The Daily View: Cashing in on crises
Your latest edition of Lloyd’s List’s Daily View — the essential briefing on the stories shaping shipping
SHIPPING is doing very nicely right now. Shipping stocks are outpacing the pack. Shipowners are cash rich and the disruption driving the profits just doesn’t seem to want to go anywhere.
Viewed through the traditional shipowner lens of cyclical opportunities, such periods should be considered a welcome anomaly.
Return on equity over time in shipping is not great and, as every successful owner from Onassis to his natural heirs today know, there are long periods where shipping is not making any money.
The trick is to survive the fallow periods long enough, with enough of your capital intact, to ride the boom markets when they appear.
Real shipping money is made in times of crisis.

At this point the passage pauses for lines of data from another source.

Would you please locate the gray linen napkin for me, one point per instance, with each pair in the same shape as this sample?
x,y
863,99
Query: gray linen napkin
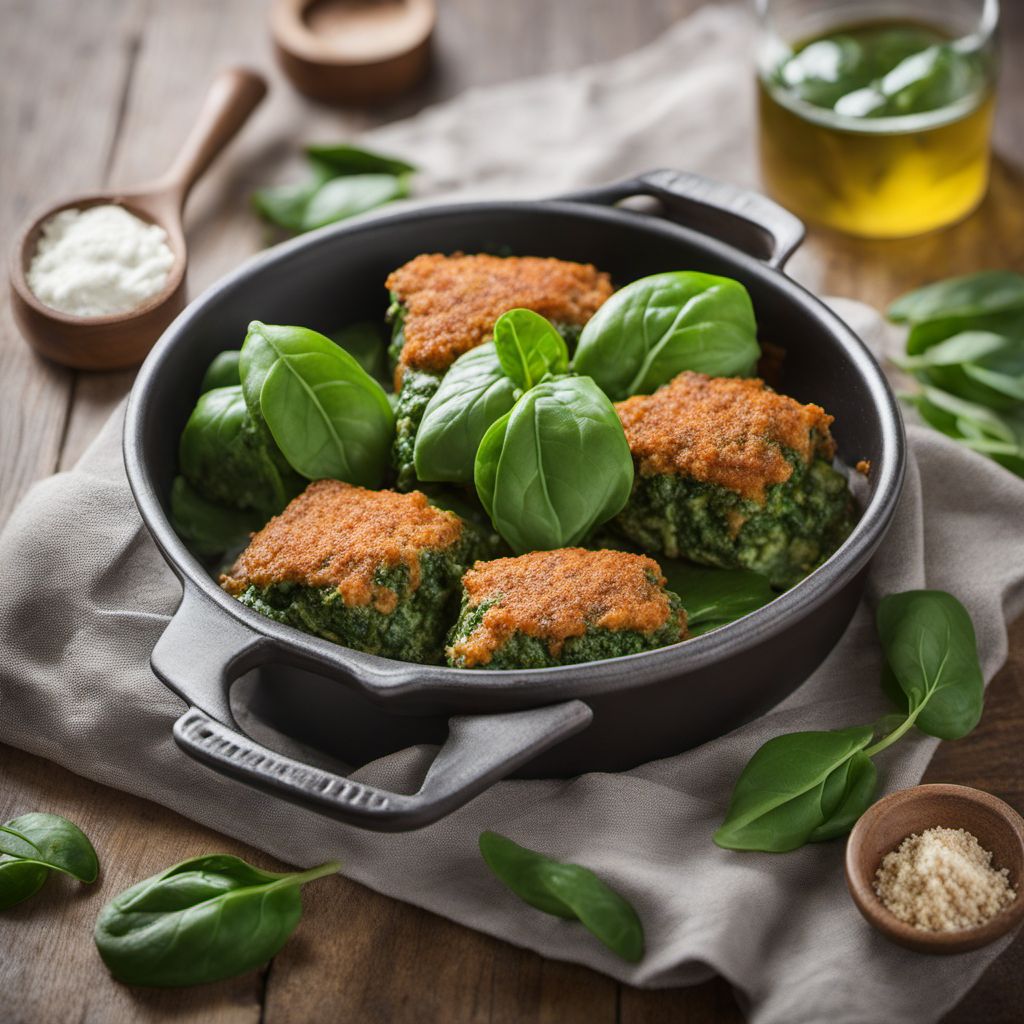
x,y
86,596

Onassis made most of his money based on three wars, particularly the Suez Canal closure in 1956 and 1967.
One of his natural heirs was in London on Thursday talking at a private meeting where he recounted how fantastically lucrative sanctions and US unpredictability have been to the Greek shipping market.
Shipping thrives on unpredictability, crisis, and luck.
But in that same meeting, experts from every corner of the global value chain warned that everything from technology to globalisation itself was changing around this business model.
The supply of crises to fuel these profitable cycles may be plentiful right now, but the global economic structures underpinning shipping’s ability to profit from them are not necessarily going to be there forever.
Globalisation’s earlier phase was designed and defined by scale and symmetry.
One set of rules for all. One currency system to clear transactions. One consensus on the value of integration.
A containership leaving Shenzhen, could be virtually certain that its containers would pass smoothly to their final destination in any port, in any country.
Now, though, supply routes are mapped not only for distance and cost, but for political alignment.
They are increasingly contingent on security of passage and the shifting sands of sanctions regimes that may be profitable while they are in flux, but what happens if a more fractured global economy becomes the established norm?
Trade volumes have not collapsed in this new phase of globalisation. They have plateaued and re-routed.
Supply chains have not vanished, they have shortened, duplicated and hedged.
Capital has not gone home, but it has become more selective and more politically conditioned.
Meanwhile, data has become the new oil, the core commodity of the economy going forward.
Right now, the regular flow of crises are proving reliably profitable, and the Onassis model of cyclical survival holds firm. But how shipping’s traditional business models navigate this next phase of globalisation is far from clear.